4. Create your RV packing list
It can be very easy to get caught up in the excitement of your RV trip plans. However, if you’re not careful, you could leave behind some important items. We recommend keeping a detailed packing list of anything you would want on your trip.
Many RVers find it very helpful to list out the days and plan out their outfits and meals. This can help ensure they have enough clothes and food for the RV road trip. You don’t want to hit the road and discover you only have two pairs of underwear for a week-long RV trip. If you do, your first stop will likely be a local Walmart.
5. Get to know your RV
Just like you probably didn’t become best friends with your BFF overnight, getting to know your RV takes time. The more time you spend in it and with it, the more you’ll get to know its features.
There’s no better way to get to know your RV than to take it on a trip to a local campground. Look for campgrounds with large RV sites that have plenty of room. This can help you gain confidence with backing in your rig and setting it up without worrying.

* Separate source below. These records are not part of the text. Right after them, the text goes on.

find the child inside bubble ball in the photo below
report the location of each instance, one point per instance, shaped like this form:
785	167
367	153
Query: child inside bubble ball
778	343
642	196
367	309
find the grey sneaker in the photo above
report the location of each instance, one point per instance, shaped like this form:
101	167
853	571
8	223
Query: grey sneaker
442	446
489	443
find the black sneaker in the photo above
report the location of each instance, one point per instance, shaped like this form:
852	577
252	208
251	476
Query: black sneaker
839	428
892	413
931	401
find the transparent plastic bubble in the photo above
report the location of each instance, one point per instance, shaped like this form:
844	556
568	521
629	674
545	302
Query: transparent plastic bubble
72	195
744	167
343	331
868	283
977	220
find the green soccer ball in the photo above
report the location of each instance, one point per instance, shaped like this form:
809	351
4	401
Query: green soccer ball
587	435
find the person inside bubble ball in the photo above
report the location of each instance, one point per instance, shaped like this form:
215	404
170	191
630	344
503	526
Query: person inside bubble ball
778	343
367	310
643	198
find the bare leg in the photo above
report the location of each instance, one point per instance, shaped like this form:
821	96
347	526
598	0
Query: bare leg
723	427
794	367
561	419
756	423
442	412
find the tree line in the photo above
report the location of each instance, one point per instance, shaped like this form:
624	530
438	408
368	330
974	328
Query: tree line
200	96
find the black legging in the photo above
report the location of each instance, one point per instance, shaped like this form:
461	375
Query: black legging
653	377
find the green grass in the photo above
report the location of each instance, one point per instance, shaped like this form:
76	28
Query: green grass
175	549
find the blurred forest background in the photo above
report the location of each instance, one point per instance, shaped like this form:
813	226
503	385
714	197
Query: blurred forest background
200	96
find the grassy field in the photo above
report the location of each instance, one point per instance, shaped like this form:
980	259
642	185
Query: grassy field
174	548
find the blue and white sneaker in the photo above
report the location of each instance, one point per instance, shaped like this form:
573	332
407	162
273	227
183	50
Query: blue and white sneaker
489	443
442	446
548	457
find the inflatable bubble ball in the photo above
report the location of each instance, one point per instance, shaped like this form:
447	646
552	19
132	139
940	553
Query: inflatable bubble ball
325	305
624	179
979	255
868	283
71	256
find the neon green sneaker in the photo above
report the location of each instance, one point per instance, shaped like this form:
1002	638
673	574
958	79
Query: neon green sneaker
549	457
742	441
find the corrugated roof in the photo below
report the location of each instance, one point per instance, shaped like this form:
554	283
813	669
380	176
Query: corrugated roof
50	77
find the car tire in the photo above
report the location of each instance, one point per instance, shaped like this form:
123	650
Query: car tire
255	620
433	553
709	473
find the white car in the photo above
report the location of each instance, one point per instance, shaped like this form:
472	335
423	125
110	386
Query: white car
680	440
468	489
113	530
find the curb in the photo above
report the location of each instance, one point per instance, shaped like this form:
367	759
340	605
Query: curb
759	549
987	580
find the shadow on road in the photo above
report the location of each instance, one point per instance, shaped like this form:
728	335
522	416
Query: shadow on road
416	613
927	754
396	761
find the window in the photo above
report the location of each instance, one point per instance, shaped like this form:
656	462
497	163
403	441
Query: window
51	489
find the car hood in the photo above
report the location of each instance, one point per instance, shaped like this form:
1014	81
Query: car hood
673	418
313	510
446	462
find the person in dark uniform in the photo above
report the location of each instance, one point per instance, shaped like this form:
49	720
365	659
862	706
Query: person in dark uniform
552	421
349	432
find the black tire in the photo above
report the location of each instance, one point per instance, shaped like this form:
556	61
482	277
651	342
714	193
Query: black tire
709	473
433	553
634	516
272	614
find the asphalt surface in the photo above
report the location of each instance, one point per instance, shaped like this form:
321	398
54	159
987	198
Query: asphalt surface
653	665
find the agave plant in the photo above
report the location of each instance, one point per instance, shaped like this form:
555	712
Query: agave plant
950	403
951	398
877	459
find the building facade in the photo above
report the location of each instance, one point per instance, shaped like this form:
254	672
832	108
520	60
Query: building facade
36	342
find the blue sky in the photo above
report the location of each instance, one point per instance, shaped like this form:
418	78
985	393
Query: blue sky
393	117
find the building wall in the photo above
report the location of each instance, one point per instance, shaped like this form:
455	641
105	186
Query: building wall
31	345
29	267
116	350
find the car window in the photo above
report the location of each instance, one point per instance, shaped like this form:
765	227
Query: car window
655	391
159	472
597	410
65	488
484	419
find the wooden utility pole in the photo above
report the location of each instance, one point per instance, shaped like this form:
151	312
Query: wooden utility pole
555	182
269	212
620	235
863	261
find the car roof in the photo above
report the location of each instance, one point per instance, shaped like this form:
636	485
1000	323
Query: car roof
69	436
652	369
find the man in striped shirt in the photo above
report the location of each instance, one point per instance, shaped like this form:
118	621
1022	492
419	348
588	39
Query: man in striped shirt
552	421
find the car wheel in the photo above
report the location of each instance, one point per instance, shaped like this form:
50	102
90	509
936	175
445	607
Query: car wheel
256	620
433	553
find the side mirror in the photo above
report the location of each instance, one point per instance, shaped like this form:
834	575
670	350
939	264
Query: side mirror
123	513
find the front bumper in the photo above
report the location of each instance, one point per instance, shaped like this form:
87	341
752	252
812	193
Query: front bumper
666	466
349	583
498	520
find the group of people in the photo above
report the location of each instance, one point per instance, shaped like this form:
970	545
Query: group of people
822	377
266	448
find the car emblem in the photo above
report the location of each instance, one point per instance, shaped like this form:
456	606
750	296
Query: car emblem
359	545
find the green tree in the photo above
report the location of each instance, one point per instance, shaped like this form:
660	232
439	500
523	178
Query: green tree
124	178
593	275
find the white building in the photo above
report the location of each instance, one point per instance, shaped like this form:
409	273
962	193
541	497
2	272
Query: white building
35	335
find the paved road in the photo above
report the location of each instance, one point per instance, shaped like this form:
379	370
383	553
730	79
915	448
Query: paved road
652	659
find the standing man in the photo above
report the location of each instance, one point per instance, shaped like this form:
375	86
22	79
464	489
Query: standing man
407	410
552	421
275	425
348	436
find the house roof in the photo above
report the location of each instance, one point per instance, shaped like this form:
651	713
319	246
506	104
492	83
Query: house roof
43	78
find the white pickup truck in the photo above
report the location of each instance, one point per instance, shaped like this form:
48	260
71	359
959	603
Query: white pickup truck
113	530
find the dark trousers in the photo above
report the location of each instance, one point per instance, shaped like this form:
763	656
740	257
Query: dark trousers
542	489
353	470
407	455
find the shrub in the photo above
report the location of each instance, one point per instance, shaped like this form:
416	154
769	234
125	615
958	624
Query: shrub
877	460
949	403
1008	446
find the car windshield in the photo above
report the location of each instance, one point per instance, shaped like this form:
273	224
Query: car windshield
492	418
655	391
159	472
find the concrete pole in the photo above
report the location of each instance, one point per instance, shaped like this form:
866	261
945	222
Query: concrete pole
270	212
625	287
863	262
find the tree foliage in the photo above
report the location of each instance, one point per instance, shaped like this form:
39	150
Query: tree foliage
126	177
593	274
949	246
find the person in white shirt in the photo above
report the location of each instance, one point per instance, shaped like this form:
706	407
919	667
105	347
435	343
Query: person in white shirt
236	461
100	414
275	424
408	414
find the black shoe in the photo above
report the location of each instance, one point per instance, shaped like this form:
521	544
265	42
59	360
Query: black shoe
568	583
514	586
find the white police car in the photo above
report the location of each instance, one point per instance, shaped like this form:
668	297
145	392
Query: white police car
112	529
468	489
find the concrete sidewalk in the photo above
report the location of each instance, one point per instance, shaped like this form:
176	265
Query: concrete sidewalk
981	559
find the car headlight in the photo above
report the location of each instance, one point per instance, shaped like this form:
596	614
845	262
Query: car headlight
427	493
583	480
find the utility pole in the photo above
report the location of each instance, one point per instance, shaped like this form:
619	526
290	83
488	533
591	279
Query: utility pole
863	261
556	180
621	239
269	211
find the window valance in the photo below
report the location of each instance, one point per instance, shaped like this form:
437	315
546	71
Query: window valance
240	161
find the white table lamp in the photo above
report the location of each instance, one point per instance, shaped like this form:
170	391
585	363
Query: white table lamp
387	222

Avoid these rookie camping mistakes
There are several common rookie mistakes that new RVers often make. Here are a few mistakes we want to help you avoid during your RV trip.
Have snacks or meals on hand
On long drive days, the last thing you’ll want to do is stop to make an elaborate lunch to satiate your hunger. Always have a few road trip healthy snacks or meals prepared to make your breaks easier and make sure you’re not stuck eating greasy or highly processed fast foods on your route.
We love having leftovers from dinner the night before, salads that are pre-made and just in need of dressing, or sandwiches. Nuts, hummus, veggies, or fruit can be another great snack.
It’s really easy to overplan your trip. This is especially common for new RVers. Be realistic about what you can do and see while still having time to enjoy the places you’re visiting. No one wants to drive 10+ hours a day to only get 2 hours to enjoy at the destination. Remember that things take longer in an RV and half of the fun is enjoying the journey.
Research RV parking beforehand
You’ll eventually have to stop to fill up gas, take a bathroom break, or top off on groceries. It’s always a good idea to make sure your RV can fit into the parking lot of these destinations before arriving.
Make Some Priceless Memories on an RV Trip
Hopefully, these tips will ease a bit of the stress and headaches of planning an RV trip. Just remember, things can still go wrong even with the best of planning. It’s easy to get frustrated and stressed if that happens, but don’t fret. It’s all a part of the experience. We can assure you that years from now, you’re going to look back and cherish the memories you’ll create while on RV trips with your friends and family.
No matter who you’re RVing with, we hope you’ll take advantage of every opportunity to go on an RV trip. Where are you planning your next RV trip?